SEC Announces Corporate Penalties Framework

The SEC released a statement on the framework by which it will determine corporate penalties. The five commissioners unanimously agreed upon the penalty principles which are based on legislative history and the SEC's statutory authority. The Commission made its statement at a news briefing at which it announced two settled actions against corporate issuers. In an action against McAfee, Inc., the settlement would require, subject to court approval, the company to pay a $50 million civil penalty to be distributed to harmed investors. The second action against Applix, Inc. was settled without a penalty, but the company must retain an independent financial policies consultant to recommend improvements to its financial policies and procedures.

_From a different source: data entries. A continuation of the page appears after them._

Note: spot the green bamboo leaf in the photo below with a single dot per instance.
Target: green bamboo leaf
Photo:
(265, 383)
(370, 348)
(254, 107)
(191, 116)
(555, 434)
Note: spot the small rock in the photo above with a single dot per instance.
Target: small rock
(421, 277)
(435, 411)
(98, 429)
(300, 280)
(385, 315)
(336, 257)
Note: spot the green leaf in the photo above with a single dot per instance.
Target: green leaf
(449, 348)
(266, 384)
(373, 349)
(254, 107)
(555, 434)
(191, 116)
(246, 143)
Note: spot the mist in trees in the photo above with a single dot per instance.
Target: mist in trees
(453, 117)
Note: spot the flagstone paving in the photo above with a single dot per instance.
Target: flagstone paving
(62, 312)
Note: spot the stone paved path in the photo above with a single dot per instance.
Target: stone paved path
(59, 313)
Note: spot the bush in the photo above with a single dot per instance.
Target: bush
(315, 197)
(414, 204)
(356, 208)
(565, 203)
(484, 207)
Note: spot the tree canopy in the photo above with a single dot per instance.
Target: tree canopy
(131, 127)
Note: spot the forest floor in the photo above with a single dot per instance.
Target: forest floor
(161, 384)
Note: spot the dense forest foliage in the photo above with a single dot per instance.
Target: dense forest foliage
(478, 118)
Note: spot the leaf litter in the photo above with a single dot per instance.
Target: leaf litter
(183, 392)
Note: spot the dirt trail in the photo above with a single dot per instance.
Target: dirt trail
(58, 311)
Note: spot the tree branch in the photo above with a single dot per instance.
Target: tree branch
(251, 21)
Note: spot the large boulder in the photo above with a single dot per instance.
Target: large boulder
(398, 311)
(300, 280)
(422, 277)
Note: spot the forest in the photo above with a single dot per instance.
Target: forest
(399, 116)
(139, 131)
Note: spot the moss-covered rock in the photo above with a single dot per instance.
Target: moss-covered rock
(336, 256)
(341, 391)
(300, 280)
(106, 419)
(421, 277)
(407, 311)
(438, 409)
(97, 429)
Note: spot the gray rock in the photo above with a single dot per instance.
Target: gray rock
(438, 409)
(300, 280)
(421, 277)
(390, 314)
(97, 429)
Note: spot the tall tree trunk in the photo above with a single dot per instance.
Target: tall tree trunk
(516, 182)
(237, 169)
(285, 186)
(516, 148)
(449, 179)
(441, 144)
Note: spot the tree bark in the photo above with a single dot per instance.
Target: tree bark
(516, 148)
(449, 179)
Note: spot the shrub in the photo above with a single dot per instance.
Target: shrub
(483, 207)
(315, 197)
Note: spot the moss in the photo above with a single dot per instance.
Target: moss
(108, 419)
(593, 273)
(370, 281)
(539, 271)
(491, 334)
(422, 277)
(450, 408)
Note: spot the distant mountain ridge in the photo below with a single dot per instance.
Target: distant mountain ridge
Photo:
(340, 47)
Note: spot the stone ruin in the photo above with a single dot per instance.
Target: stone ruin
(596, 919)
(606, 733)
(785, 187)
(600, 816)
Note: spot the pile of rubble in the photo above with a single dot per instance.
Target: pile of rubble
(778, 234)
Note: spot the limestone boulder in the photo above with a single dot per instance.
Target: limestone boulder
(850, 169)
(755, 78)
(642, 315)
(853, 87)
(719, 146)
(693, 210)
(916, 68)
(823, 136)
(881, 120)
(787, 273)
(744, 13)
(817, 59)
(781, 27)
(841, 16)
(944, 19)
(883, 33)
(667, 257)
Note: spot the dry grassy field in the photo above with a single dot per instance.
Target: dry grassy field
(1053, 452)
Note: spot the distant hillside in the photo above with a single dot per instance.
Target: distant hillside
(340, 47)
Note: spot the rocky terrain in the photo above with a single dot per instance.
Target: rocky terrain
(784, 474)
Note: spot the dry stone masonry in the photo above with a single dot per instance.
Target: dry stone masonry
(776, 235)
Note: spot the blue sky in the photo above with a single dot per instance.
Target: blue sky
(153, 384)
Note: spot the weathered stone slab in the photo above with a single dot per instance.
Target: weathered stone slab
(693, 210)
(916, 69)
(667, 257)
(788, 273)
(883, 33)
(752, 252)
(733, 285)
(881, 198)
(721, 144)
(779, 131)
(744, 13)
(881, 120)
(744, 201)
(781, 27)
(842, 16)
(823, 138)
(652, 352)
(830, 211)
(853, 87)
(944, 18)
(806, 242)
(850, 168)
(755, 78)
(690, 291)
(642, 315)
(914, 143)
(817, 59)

Chairman Christopher Cox said the question of whether, and to what extent, to impose civil penalties against a corporation raises significant questions for the SEC's mission of investor protection. He noted that the SEC obtained the authority to impose penalties fairly recently and has only imposed significant penalties against companies in the last few years. Chairman Cox explained that the recent cases have not given a clear public view of when and how the SEC will impose corporate penalties, and that opinions within the Commission had not previously been reconciled. The statement describing the framework for penalty deliberations will provide clarity, consistency and predictability to the process, according to Mr. Cox.

Corporate penalties are an essential part of the SEC's program to enforce the federal securities laws and contribute to achieving a level of deterrence, according to the framework. The decision to impose a penalty against a corporation, as opposed to individuals who commit a securities violation, will turn on two considerations. The first is the presence or absence of a direct benefit to the corporation as a result of the violation and the other is the degree to which the penalty will either recompense or further harm the injured shareholders.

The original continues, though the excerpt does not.